Facebook now allows members to set up a legacy contact, allowing its user to nominate someone who will decide whether their page is shut down, or kept online as a memorial page to the deceased.

“You can also download the entire contents offline so that your family can remember your photos and so forth offline, if they want to sort through them offline rather than online, but people often find having some online presence – especially if that’s how they interacted with you – can be comforting.

“People wanted to leave it there because they can go to that person’s Facebook page and remember them and be comforted by the memories and times they had fun together, when they visited the Louvre together or Eiffel Tower or whatever they did.”

Google, meanwhile, might not hand over access to family members without a court order, to protect the privacy of people who had been in correspondence with the email account holder. However, you can also set up an inactive account manager, who might be notified if your account hasn’t been used in some time.

Twitter reserves the right to keep high-profile accounts active after the death of the original owner, with the possibility that the account might use artificial intelligence to continue tweeting.

“If Twitter decides, arguably, your account is making them a lot of money because they like advertising they could well decide not to shut it down.

“And there is now such a thing as an avatar, that can live on and tweet in your name using artificial intelligence to look at all the tweets you used to tweet.”

New Zealand Law Society has a checklist online, about what questions you should ask yourself about what you want to happen with your digital legacy after you die, and information about what different social media providers require to store, disclose or remove your content.

Florida Is Trying to Decide What to Do With Your Facebook When You Die

Florida Is Trying to Decide What to Do With Your Facebook When You Die

What happens to your social media legacy when you die? The question has arisen with increasing urgency lately, put into focus by features like Facebook’s occasionally creepy “On This Day” reminder and addressed by scattered policies across social media platforms. Now, states are attempting to get a better handle on the issue, most recently Florida, with bills intended to create a more consistent framework for our online afterlives.

A bill passed unanimously in the Florida Senate on Tuesday, with a related bill planned for debate in the House, that would require an explicit agreement by account holders in a will or through an internet company to allow another person to take over an accounts if they die. The Florida Senate said the bill is meant to clear up potential conflict between internet companies and loved ones attempting to access accounts after death.

Florida’s legislature comes after several other states have created similar frameworks. Connecticut recently ruled only an administrator of an estate can access the emails of a deceased person, and Rhode Island passed a similar law granting the administrator access to email as well. Neither of those policies give the person access to the social media accounts of the deceased, but other states, like Oklahoma, specify that administrator access does include microblogging and social media accounts.

With these scattered, inconsistent state-level policies, some social media platforms have created their own answers. Facebook offers members the option to designate someone as a “legacy contact” to manage their accounts after death. Google has also allowed users to name heirs and prepare for “digital afterlife.”

Of course, social media is not the only factor to get in order after death: there is also online banking (reminding someone to cash out your Venmo after you die, for example), gaming avatars, and online dating accounts. Privacy advocates have long expressed the need to create consistent framework for death online, and some “digital legacy” companies have popped up to cater to that market.

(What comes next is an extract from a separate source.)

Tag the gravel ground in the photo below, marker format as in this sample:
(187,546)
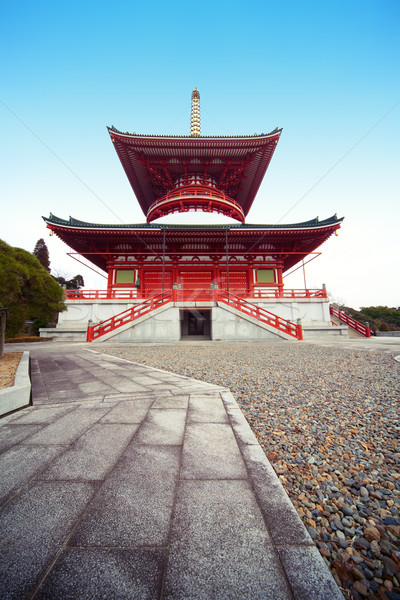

The laws are slowly catching up as we navigate the awkward early stages of death on the internet: we don’t really “like” that someone died, and we don’t need to be reminded that “this day in 2014” we were happily hanging out with someone who is no longer with us. As we straighten out these uncomfortable glitches in the fabric of the internet, and until we have more laws like the one Florida is considering, you should probably designate the person you’ve talked the least shit about on gchat to nuke your accounts when you die.